With rental rates increasing nearly twice the national rate in the first six months of 2019, state lawmakers added $15 million in State General Fund revenues to the Arizona Housing Trust Fund. Public private partnerships also are expanding to reach the state’s neediest residents.
Celebrating 30 years this year, the Housing Trust Fund received six times more in state general funds than it has since 2010. The funds become available July 1, 2020. Since its first deposit in 1989, the fund has had more than $318 million available to invest in housing, according to the State Department of Housing.
This year, the $15 million in additional funds are being directed toward the creation of new affordable housing developments for seniors, veterans and behavioral health patients.
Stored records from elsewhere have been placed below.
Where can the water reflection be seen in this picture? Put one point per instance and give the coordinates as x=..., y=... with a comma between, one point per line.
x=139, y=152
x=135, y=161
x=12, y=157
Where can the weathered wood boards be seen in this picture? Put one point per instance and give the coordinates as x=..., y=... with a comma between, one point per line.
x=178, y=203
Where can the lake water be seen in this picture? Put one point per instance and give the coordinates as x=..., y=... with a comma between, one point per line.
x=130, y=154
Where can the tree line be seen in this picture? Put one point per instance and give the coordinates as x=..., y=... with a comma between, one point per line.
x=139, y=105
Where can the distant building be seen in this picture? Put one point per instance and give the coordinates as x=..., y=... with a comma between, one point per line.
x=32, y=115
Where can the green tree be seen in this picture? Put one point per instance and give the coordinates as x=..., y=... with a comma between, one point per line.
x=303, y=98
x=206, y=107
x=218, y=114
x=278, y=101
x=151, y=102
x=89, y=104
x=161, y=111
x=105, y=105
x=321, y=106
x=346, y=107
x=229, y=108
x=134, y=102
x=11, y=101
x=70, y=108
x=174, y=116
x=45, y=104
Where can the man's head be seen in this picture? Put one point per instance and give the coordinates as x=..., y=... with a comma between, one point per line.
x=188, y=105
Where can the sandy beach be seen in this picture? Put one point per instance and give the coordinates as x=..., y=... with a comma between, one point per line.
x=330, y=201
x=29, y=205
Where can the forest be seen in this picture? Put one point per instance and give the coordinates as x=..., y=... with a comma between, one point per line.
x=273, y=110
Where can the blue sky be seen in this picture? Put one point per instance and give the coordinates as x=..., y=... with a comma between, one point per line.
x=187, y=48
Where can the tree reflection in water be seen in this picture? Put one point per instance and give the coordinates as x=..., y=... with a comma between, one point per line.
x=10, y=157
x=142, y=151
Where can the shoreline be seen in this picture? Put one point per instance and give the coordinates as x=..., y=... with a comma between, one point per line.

Legislation is also being drafted by housing advocates to create a state tax credit to help fund affordable housing units, similar to a federal tax credit.
“The rising cost to live in the Valley isn’t just an affordable housing problem for people making minimum wage or living on fixed incomes,” Catherine Reagor writes at the Arizona Republic. “Middle-class earners feel the squeeze too. The result is nearly half of Phoenix-area renters are paying more than they can afford for housing.”
Nonprofit housing developers, the Home Builders Association of Central Arizona, financial institutions, the Arizona Association of Realtors, and the Arizona Community Foundation and many more are creating nonprofit grant opportunities to support and expand affordable housing and reduce homelessness, the foundation says.
In the past month, the Arizona Housing Coalition, the Arizona Community Foundation, and the Urban Land Institute of Arizona have held meetings to address the issue.
The Arizona Housing Fund, a component fund of the Arizona Community Foundation, offers no-interest loans to help developers build affordable housing projects. So far they have helped build 2,900 homes in Arizona over the last ten years. In 2019, the foundation introduced a new way for the community at large to contribute to its fund.
Its campaign slogan, “Close on your home and get someone closer to home,” is designed to encourage supporters to ultimately raise $100 million for affordable housing over at least the next decade.
Home buyers, builders and real estate agents can participate in the program by donating $25 to the fund when they close on a home sale.
Scottsdale-based Meritage is the first home builder to donate to the fund, announcing it has set aside $25,000 to match each of its home buyers' $25 contributions over the next few years.
Arizona insurers and hospitals also announced a collaboration to develop funds to offer affordable housing and health care assistance. United Healthcare, Arizona’s largest Medicaid provider, recently loaned $20 million to Chicanos Por La Causa, The nonprofit renovated a 500-unit apartment complex in Maryvale, dedicating less than 20 percent, roughly 70 of the units, to homeless and medically indigent residents.
Gov. Doug Ducey also signed legislation this year to prevent landlords from evicting tenants if they partially paid rent using assistance from third parties like churches or charities. Pointing to national studies, Ducey argued that the state’s affordable housing units housed only about one third of those in need. The new law, he says, “encourages landlords to offer affordable housing and to participate in public housing assistance programs.”